The portfolio reached its current shape through a series of consolidations. In 2017 Google released Cloud ML Engine for managed TensorFlow training, then in 2018 added AutoML for no-code modeling. On May 18, 2021, at Google I/O, Google merged the two into a single managed service called Vertex AI, which it described as unifying its AutoML and Cloud AI Platform capabilities behind one API ^[9]. After the launch of Bard and Gemini, Vertex AI became the primary path for enterprise customers to consume frontier Google models alongside third-party models from Anthropic, Mistral AI, and Meta. At Google Cloud Next 2026, Google rebranded the surface as the Gemini Enterprise Agent Platform while continuing to ship the underlying Vertex AI services ^[1]^[2].

vertex ai

Vertex AI is the unified machine learning and generative AI platform offered by Google Cloud. It consolidates data labeling, AutoML training, custom training, hyperparameter tuning, pipelines, feature stores, model registries, online and batch prediction, model evaluation, and monitoring into a single API and console. Customers do not run the underlying training schedulers or inference endpoints themselves: they call Vertex AI services, and Google manages the queues, autoscalers, and accelerator fleets behind the scenes. At launch Google framed the design goal directly: "Vertex AI requires nearly 80% fewer lines of code to train a model versus competitive platforms, enabling data scientists and ML engineers across all levels of expertise the ability to implement Machine Learning Operations (MLOps)" ^[9].

The service has three broad surfaces:

Surface	Purpose	Typical entry points
Predictive AI	Train and serve classical supervised learning models, regression, classification, forecasting, and ranking	AutoML, custom training jobs, hyperparameter tuning, feature store, batch prediction, online endpoints
Generative AI	Use foundation models and large language models for text, code, image, video, audio, and multimodal applications	Vertex AI Studio, Model Garden, tuning jobs, evaluation, RAG Engine, prompt management
Agentic AI	Build agents that call tools, retrieve documents, and reason in multi-step workflows	Vertex AI Agent Builder (now Gemini Enterprise Agent Platform), Agent Development Kit, Agent Engine, Agent Starter Pack

automl, custom training, and the model registry

AutoML is Vertex AI's no-code path.

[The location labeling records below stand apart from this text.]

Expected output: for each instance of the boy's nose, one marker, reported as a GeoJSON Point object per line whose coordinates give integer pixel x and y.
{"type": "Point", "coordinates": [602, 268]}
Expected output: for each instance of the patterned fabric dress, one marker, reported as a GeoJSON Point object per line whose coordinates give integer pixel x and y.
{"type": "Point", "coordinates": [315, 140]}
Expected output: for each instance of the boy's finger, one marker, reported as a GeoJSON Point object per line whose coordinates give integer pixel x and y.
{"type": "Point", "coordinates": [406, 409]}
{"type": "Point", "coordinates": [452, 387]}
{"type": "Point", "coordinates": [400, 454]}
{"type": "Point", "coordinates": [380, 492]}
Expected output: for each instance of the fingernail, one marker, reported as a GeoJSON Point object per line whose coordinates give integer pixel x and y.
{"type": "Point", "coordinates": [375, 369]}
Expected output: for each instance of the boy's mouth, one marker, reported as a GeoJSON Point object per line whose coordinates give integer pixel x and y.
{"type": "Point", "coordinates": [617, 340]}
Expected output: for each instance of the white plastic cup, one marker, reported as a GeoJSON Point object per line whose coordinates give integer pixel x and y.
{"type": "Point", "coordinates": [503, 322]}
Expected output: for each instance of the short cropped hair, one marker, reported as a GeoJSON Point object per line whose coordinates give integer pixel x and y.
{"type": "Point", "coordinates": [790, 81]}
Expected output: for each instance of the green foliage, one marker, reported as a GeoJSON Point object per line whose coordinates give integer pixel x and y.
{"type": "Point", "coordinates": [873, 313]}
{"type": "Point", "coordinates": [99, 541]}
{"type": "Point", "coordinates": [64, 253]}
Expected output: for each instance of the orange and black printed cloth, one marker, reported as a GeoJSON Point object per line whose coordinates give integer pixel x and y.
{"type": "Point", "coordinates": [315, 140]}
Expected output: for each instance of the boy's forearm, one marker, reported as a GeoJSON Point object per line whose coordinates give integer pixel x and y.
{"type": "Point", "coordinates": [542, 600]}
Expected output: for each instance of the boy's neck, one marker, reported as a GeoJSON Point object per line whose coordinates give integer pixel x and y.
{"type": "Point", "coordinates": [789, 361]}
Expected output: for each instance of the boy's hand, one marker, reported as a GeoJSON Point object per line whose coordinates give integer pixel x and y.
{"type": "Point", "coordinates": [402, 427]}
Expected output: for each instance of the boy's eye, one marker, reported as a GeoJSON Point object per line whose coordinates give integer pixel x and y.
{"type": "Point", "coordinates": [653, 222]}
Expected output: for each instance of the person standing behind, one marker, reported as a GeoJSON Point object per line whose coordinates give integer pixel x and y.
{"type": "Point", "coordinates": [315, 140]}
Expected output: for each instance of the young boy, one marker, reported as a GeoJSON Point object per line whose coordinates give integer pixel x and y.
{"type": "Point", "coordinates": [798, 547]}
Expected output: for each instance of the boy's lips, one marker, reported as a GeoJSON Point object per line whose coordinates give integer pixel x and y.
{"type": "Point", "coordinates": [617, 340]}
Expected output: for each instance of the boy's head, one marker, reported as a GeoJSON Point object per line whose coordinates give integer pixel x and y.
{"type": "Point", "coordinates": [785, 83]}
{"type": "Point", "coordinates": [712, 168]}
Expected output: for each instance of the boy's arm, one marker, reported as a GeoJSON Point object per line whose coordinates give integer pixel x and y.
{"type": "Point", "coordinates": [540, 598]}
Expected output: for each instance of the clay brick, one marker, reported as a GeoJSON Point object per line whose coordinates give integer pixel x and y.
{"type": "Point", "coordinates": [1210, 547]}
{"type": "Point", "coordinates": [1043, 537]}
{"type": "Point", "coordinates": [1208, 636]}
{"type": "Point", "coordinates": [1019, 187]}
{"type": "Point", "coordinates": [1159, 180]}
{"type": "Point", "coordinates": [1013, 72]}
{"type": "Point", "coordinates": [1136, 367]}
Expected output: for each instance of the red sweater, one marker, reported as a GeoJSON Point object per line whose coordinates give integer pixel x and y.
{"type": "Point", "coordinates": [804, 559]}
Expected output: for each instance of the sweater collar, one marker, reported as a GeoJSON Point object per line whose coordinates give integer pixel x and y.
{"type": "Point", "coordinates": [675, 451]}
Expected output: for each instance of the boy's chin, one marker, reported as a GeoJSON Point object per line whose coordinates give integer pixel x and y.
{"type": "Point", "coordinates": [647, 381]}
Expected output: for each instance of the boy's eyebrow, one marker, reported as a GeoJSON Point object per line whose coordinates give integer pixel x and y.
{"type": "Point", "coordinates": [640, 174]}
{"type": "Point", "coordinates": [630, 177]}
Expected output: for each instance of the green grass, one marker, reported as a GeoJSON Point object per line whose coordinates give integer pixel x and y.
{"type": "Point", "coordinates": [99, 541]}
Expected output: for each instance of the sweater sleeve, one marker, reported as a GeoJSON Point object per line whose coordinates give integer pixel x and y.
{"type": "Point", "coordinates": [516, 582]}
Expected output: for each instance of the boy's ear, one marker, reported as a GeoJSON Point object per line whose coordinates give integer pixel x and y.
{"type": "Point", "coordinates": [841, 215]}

Users upload a labeled tabular, image, text, or video dataset and Vertex AI runs an architecture search and hyperparameter search to produce a deployable model. Custom training, in contrast, runs arbitrary container images on managed GPUs or TPUs. It supports TensorFlow, PyTorch, JAX, scikit-learn, and XGBoost out of the box, and integrates with Vertex AI Pipelines for orchestration. The model registry is a versioned catalog of trained artifacts that ties model lineage to deployments, evaluations, and tuning jobs.

model garden

Model Garden is Vertex AI's curated catalog of models. It exposes Google's first-party models (Gemini, Gemma, Imagen, Veo, Lyria, Chirp, PaLM, Codey), third-party models (Anthropic's Claude family, Mistral models, Llama), and open models from Hugging Face. Each entry can be deployed to a Vertex AI endpoint, fine-tuned, or queried via the Vertex AI API, with billing and quotas handled by Google Cloud.

gemini api on vertex

The Gemini family of multimodal models is available on Google Cloud through two complementary surfaces: Google AI Studio for prototyping with personal accounts, and the Vertex AI Gemini API for production use with enterprise governance, regional endpoints, VPC Service Controls, and Customer-Managed Encryption Keys. Vertex AI was the first commercial surface for Gemini when it launched in December 2023 and remains the default channel for enterprise deployments.

The table below summarizes the main Gemini variants available on Vertex AI as of 2026.

Model	Context window	Strengths	Typical use
Gemini 3 Pro	1,000,000 tokens	Most advanced reasoning, agentic workflows, code, multimodal	Complex enterprise reasoning, long-document analysis
Gemini 3 Flash	1,000,000 tokens	Lower latency, lower cost, multimodal	High-throughput consumer and customer-support apps
Gemini 2.5 Pro	1,000,000 tokens	Adaptive thinking, deep reasoning, code	Coding agents, RAG, structured extraction
Gemini 2.5 Flash	1,000,000 tokens	Cheap, fast, capable enough for most tasks	Bulk inference, classification, summarization

Vertex AI exposes Gemini through several inference modes, including standard online inference, provisioned throughput for predictable capacity, batch prediction for large offline jobs, and global endpoints that route requests to the nearest healthy region. The same models can also be tuned with supervised fine-tuning, reinforcement learning from human feedback, or distillation directly inside Vertex AI tuning jobs.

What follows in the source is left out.